Suu Kyi's struggle for her country came at a high personal cost. Her husband died in 1999 in Britain, and in the final stages of his battle with cancer the Myanmar junta denied him a visa to see his wife.

Suu Kyi refused to leave Myanmar to see him, certain she would never have been allowed to return.

While there is no scheduled release of the film in Myanmar, pirate copies of "The Lady" have flooded the streets of Yangon, which its French director Luc Besson described as an "excellent news".

"As an artist I'm always very happy even if it's through piracy that they can have access to culture, so obviously I'm really fine with that," he said.

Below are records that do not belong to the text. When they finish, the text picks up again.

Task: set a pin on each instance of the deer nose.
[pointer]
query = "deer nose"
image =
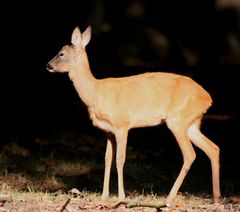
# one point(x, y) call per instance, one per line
point(49, 67)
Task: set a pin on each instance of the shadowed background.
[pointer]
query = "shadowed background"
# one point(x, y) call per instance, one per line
point(200, 39)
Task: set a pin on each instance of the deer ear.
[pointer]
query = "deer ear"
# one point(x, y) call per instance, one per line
point(76, 37)
point(86, 36)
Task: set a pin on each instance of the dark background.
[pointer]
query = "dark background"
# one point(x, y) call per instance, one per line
point(197, 38)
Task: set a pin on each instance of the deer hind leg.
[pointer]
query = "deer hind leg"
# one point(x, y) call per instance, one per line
point(121, 140)
point(179, 130)
point(110, 151)
point(212, 151)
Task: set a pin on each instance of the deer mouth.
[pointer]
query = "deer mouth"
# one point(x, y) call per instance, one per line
point(49, 68)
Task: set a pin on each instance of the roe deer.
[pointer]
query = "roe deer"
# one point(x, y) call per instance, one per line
point(116, 105)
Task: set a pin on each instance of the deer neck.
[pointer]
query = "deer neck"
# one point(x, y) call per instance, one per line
point(83, 80)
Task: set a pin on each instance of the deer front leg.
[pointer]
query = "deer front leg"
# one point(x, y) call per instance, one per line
point(110, 151)
point(121, 140)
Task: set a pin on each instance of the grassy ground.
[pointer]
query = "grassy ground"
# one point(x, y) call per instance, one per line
point(40, 175)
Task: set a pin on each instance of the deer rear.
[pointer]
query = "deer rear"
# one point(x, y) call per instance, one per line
point(117, 105)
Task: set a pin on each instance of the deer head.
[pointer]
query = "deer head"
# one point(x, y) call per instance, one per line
point(68, 56)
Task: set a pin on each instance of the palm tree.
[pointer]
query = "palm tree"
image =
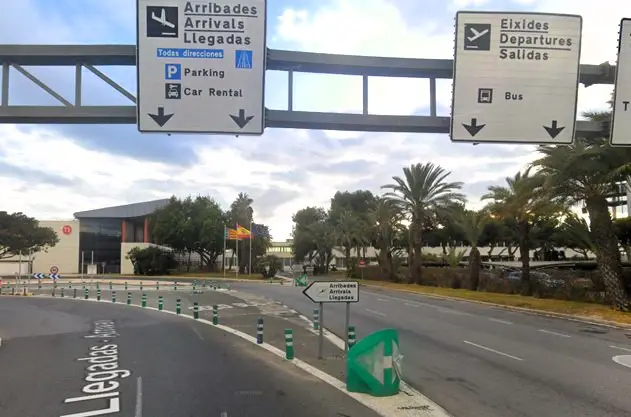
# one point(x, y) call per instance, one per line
point(587, 172)
point(423, 192)
point(472, 224)
point(521, 200)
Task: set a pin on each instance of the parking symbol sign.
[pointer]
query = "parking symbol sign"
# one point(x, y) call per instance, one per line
point(172, 71)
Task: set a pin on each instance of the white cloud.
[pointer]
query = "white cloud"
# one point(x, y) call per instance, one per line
point(292, 160)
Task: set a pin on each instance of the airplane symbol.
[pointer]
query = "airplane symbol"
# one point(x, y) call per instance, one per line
point(477, 34)
point(162, 19)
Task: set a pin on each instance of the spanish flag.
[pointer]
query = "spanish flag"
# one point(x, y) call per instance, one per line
point(243, 233)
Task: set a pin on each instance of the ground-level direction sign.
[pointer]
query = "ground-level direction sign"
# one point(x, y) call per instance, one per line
point(201, 66)
point(333, 291)
point(621, 116)
point(515, 77)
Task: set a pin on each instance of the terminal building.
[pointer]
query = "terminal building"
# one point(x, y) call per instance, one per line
point(95, 239)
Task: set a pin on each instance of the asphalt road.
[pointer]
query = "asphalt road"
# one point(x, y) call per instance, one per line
point(64, 358)
point(476, 360)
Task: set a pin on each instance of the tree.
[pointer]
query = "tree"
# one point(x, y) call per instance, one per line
point(472, 225)
point(521, 200)
point(193, 226)
point(22, 234)
point(422, 193)
point(586, 172)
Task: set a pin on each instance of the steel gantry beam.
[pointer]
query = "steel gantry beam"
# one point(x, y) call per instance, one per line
point(16, 57)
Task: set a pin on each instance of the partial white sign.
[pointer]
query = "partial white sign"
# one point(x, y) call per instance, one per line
point(201, 66)
point(621, 115)
point(333, 291)
point(515, 77)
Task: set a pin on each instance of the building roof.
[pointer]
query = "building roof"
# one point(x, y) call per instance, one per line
point(124, 212)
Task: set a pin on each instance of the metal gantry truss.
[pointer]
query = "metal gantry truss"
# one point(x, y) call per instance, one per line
point(16, 57)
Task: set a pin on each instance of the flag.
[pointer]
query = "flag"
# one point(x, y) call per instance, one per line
point(232, 234)
point(258, 230)
point(243, 233)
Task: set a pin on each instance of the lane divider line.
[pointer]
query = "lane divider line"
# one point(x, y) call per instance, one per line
point(492, 350)
point(405, 404)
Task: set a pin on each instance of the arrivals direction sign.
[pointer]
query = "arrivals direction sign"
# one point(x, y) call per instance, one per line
point(333, 291)
point(621, 116)
point(515, 77)
point(201, 66)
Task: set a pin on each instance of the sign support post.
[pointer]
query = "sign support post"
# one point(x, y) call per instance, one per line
point(322, 292)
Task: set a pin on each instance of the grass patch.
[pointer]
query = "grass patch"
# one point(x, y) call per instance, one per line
point(574, 308)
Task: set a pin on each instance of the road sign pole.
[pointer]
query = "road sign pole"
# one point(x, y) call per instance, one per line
point(347, 322)
point(321, 336)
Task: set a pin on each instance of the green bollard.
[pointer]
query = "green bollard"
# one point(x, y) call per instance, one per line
point(351, 336)
point(289, 344)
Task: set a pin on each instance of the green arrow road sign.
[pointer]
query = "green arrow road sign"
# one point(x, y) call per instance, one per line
point(374, 366)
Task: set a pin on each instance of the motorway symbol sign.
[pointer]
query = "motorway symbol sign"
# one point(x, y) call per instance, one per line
point(621, 115)
point(202, 66)
point(518, 74)
point(333, 291)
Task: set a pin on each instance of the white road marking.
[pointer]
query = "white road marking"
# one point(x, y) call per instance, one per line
point(554, 333)
point(620, 348)
point(624, 360)
point(138, 397)
point(198, 334)
point(501, 321)
point(493, 350)
point(375, 312)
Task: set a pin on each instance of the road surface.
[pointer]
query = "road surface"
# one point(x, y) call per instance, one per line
point(66, 358)
point(476, 360)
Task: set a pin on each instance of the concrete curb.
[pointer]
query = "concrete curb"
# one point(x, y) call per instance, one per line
point(569, 317)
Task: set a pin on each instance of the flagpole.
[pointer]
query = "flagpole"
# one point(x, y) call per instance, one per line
point(223, 258)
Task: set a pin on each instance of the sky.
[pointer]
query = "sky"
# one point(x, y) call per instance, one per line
point(52, 171)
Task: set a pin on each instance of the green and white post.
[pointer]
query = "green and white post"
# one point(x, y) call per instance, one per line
point(289, 344)
point(351, 336)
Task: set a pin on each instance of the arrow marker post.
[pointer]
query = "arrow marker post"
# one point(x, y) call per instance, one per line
point(161, 119)
point(474, 127)
point(554, 129)
point(241, 120)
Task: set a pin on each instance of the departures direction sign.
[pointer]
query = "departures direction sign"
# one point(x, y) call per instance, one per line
point(201, 66)
point(333, 291)
point(515, 77)
point(621, 116)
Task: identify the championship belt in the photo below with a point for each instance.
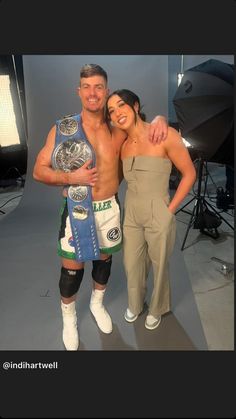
(72, 150)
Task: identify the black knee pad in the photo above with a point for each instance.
(101, 270)
(70, 281)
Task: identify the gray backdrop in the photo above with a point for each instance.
(29, 280)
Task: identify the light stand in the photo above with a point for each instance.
(199, 204)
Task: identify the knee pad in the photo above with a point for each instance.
(101, 270)
(70, 281)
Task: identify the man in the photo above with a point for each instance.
(78, 239)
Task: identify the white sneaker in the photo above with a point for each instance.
(99, 312)
(70, 335)
(129, 316)
(152, 322)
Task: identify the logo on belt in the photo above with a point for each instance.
(113, 234)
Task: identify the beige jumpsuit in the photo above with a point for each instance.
(149, 230)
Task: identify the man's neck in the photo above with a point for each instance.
(93, 119)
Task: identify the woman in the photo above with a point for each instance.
(149, 222)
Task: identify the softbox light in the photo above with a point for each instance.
(205, 110)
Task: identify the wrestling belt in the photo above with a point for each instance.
(72, 150)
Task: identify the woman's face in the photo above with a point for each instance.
(121, 114)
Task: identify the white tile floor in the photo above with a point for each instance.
(213, 288)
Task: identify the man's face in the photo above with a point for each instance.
(93, 92)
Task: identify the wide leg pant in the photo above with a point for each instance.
(149, 230)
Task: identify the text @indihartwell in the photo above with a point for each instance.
(23, 365)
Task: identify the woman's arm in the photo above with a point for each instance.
(180, 157)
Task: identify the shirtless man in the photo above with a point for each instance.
(103, 181)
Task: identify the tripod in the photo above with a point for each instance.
(199, 204)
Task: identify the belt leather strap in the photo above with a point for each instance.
(72, 149)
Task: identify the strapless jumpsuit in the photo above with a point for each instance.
(149, 231)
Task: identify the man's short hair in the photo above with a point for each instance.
(89, 70)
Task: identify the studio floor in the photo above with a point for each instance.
(202, 317)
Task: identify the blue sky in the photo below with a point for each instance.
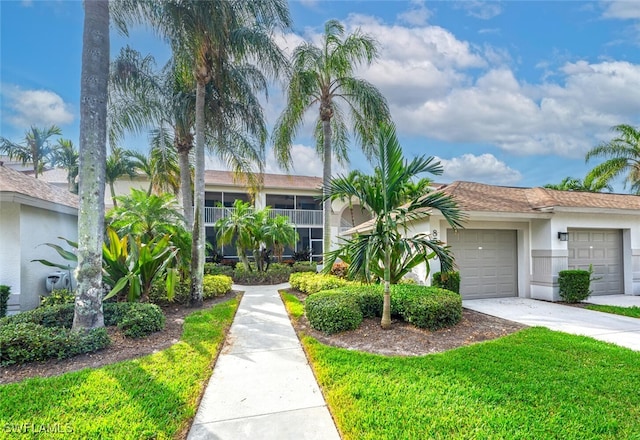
(507, 93)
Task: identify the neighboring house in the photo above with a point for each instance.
(32, 212)
(516, 240)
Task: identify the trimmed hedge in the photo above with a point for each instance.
(574, 285)
(28, 341)
(333, 311)
(423, 306)
(215, 285)
(314, 282)
(447, 280)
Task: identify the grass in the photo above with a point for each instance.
(155, 396)
(633, 311)
(532, 384)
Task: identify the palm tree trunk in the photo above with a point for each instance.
(185, 187)
(326, 180)
(93, 152)
(198, 236)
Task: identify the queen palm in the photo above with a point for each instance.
(323, 77)
(386, 251)
(211, 37)
(66, 156)
(35, 148)
(623, 157)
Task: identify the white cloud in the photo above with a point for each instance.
(23, 108)
(416, 15)
(481, 9)
(485, 168)
(624, 10)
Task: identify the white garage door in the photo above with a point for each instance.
(487, 261)
(603, 249)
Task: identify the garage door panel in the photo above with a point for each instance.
(602, 249)
(487, 261)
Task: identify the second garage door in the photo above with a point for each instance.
(487, 261)
(601, 248)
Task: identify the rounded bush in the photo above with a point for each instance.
(333, 312)
(433, 308)
(27, 341)
(215, 285)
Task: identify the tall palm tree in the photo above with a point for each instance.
(66, 156)
(386, 252)
(212, 37)
(623, 156)
(589, 184)
(93, 138)
(118, 164)
(35, 148)
(324, 77)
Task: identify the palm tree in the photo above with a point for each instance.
(93, 138)
(323, 76)
(212, 37)
(118, 164)
(623, 153)
(66, 156)
(34, 149)
(589, 184)
(386, 252)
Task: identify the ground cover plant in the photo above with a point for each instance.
(532, 384)
(151, 397)
(633, 311)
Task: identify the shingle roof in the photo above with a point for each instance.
(473, 196)
(283, 181)
(12, 181)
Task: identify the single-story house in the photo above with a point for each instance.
(32, 212)
(516, 240)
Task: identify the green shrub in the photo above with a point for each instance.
(314, 282)
(333, 312)
(574, 285)
(140, 320)
(59, 296)
(27, 342)
(5, 292)
(433, 309)
(215, 285)
(447, 280)
(218, 269)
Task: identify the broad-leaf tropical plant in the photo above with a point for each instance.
(623, 157)
(323, 78)
(387, 251)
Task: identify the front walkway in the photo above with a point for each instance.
(620, 330)
(262, 386)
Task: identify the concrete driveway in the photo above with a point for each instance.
(620, 330)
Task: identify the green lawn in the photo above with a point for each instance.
(534, 384)
(151, 397)
(633, 311)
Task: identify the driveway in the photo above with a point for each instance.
(620, 330)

But Besson said he hoped the recent signs of opening in Myanmar would see the film being officially released in the impoverished Asian nation.

"I'm even ready to give it for free... in Burma you know but the film is banned from Burma. They show a couple of signs of opening so I hope they will tolerate the film," he said.

"It's a wonderful film about Burmese people -- not so much the government but the people and I think any Burmese should be proud of the film," he added.

During the shoot, Yeoh met Suu Kyi at her Rangoon home in December 2010 weeks after the Nobel laureate was released from a seven-year house arrest.

The star was however deported and blacklisted when she tried to visit again in June last year.

Besson filmed the movie in Thailand near its border with Myanmar, as well as secretly in Myanmar itself, and used footage shot by pro-democracy activists.